Right now, we wish traffic cameras could win one of those wildlife photography awards, because this captured Hedwig-like deserves all the credit.
CCTV has caught a stunning snowy on one of their cameras, resulting in some unlikely competition for all the seasoned wildlife photographers out there who are looking forward to this year’s awards season.
The stunning images of a curious snowy owl flying majestically was captured by a traffic camera on a motorway in Montreal, Quebec, the Canadian province. The now famous camera belongs to Transport Quebec and the fortuitous occurrence with the white and black-spotted owl took place on January 3.
The pictures first surface on the internet when Robert Poëti, the transport minister of Quebec, tweeted the owl snaps with the caption [translated]: “Magnificent snowy owl picked up by surveillance cameras of the road network on the A-40 in the West of MTL.”

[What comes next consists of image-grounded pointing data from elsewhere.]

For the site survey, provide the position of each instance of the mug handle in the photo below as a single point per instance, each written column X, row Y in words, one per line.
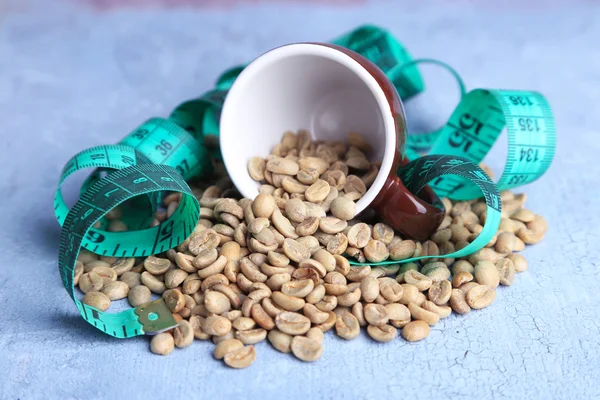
column 416, row 217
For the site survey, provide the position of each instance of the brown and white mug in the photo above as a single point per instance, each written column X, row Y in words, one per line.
column 329, row 91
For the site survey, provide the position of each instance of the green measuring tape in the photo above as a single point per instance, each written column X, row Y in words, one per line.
column 161, row 154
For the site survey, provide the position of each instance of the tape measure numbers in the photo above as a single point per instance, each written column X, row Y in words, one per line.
column 476, row 124
column 161, row 154
column 99, row 199
column 423, row 170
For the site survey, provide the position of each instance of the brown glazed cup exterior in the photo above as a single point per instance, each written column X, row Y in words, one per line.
column 414, row 216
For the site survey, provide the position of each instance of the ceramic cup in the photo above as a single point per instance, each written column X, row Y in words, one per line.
column 329, row 91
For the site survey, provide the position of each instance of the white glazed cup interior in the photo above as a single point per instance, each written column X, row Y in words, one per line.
column 304, row 86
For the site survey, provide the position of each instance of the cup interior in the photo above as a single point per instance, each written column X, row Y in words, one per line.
column 304, row 86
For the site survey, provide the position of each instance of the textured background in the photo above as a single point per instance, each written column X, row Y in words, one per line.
column 77, row 73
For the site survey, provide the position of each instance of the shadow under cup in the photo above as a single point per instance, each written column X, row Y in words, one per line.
column 329, row 91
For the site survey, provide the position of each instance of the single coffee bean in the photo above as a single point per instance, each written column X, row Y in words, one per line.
column 316, row 334
column 216, row 302
column 289, row 303
column 402, row 250
column 506, row 270
column 415, row 331
column 97, row 300
column 183, row 334
column 240, row 358
column 440, row 292
column 376, row 314
column 298, row 288
column 443, row 311
column 487, row 274
column 369, row 288
column 460, row 278
column 116, row 290
column 332, row 225
column 359, row 235
column 462, row 266
column 382, row 333
column 294, row 250
column 251, row 336
column 343, row 208
column 262, row 318
column 106, row 273
column 157, row 266
column 227, row 346
column 162, row 344
column 390, row 290
column 347, row 326
column 306, row 349
column 480, row 297
column 256, row 168
column 399, row 314
column 292, row 323
column 123, row 265
column 422, row 314
column 216, row 325
column 264, row 205
column 383, row 232
column 91, row 282
column 283, row 166
column 280, row 341
column 139, row 295
column 376, row 251
column 420, row 281
column 308, row 176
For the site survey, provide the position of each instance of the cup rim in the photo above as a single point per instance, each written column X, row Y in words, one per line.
column 327, row 51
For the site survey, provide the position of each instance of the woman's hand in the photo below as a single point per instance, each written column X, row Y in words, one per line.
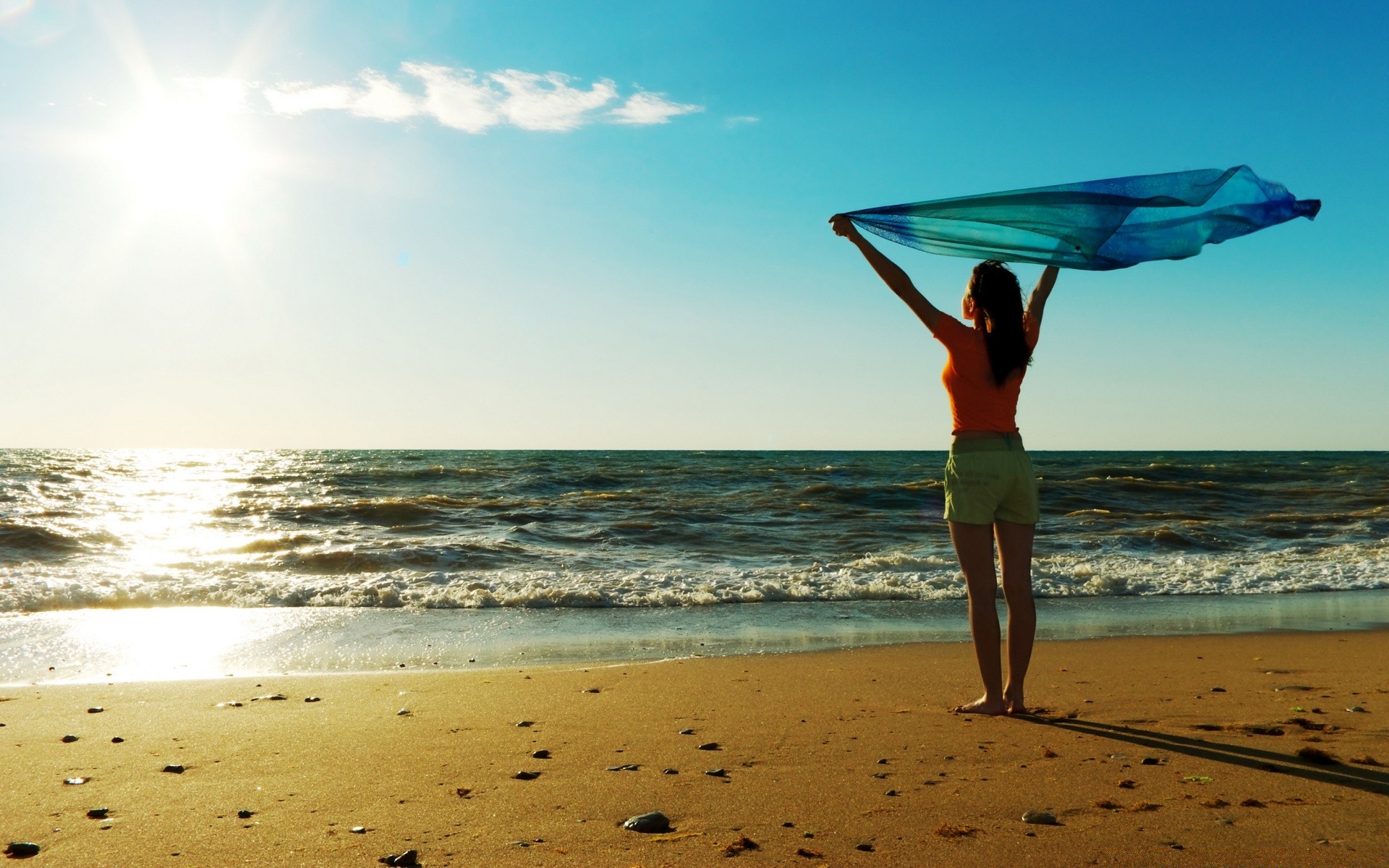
column 844, row 226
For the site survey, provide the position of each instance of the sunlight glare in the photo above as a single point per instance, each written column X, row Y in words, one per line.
column 185, row 155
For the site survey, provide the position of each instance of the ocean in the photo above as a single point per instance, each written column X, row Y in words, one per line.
column 324, row 555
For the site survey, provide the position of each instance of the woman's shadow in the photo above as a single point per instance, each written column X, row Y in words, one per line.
column 1313, row 764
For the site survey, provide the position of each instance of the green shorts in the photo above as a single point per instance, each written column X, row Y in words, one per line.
column 990, row 480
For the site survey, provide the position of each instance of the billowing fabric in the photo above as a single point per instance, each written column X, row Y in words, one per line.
column 1095, row 226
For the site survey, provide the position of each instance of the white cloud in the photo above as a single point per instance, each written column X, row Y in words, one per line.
column 297, row 98
column 650, row 109
column 456, row 98
column 546, row 102
column 383, row 99
column 464, row 101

He also shared the pictures on Facebook, adding: “An impressive solo was captured in full flight by the surveillance cameras of the road network on highway 40 … in the west of the island of Montreal. Here are a couple of shots of this beautiful snowy owl!”

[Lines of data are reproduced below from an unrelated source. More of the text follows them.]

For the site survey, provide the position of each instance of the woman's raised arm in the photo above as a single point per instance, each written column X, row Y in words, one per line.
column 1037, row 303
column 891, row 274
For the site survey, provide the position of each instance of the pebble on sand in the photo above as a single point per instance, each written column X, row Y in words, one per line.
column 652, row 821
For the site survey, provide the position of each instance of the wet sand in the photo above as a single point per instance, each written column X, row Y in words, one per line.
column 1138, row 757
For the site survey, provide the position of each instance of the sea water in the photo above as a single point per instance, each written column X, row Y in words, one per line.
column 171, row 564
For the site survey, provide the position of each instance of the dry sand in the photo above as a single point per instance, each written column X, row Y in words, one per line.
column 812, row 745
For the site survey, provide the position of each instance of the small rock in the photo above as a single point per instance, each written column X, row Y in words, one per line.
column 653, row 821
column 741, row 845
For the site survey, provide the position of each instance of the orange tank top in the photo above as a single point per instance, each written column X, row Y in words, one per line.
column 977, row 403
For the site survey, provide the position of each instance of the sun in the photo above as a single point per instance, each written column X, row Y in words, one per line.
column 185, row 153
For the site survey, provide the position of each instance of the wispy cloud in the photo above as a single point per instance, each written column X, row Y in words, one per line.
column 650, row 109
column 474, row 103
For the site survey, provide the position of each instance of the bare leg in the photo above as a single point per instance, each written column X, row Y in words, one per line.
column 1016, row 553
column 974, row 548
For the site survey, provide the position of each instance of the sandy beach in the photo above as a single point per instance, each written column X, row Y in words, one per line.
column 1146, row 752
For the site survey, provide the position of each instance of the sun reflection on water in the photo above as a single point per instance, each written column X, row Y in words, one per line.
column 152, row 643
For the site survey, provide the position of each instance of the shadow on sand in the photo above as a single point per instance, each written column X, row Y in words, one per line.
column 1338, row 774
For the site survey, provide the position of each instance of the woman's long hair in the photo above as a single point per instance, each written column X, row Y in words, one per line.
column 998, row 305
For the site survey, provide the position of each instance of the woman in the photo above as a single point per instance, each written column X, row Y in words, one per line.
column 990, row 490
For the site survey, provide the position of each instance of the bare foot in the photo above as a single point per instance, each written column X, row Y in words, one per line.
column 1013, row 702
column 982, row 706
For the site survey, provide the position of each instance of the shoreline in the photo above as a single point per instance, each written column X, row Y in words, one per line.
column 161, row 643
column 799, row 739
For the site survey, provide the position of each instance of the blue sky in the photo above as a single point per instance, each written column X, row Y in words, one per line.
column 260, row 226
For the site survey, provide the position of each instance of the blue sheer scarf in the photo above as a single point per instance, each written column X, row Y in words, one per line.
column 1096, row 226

For all those curious is this could be more than just a one-time event, all of the Ministère des Transports du Québec’s traffic cameras also stream online, so you could do some owl-watching from the comfort of your own home. Notably, the feed is refreshed only every five to seven minutes.
Although they are definitely striking, the owl snaps are neither a “photobomb” nor a “selfie,” as the media has so often misreported. The bird didn’t appear in the background of someone else’s picture, and it also didn’t take the photo itself. Let’s call it as it is: a beautiful and surprising shot.
According to Barbara Frei, chief of the McGill Bird Observatory, the owl – which is coincidentally one of Quebec’s symbols – might have been searching for a convenient place to land on. Highways are particularly attractive given the fact that they are near open, grassy fields nearby, fill with small rodents, their favorite prey.
They also like perching on high lamp posts in between hunting trips; they will spend their “winter vacation” in southern Canada, where they will migrate to the Montreal region or places in Ontario.
In Canada, the snowy owl is protected from hunters, but it’s nearly impossible anyway to sight the bird in the wild. Unfortunately, the owls are occasionally killed in car or airplanes collisions.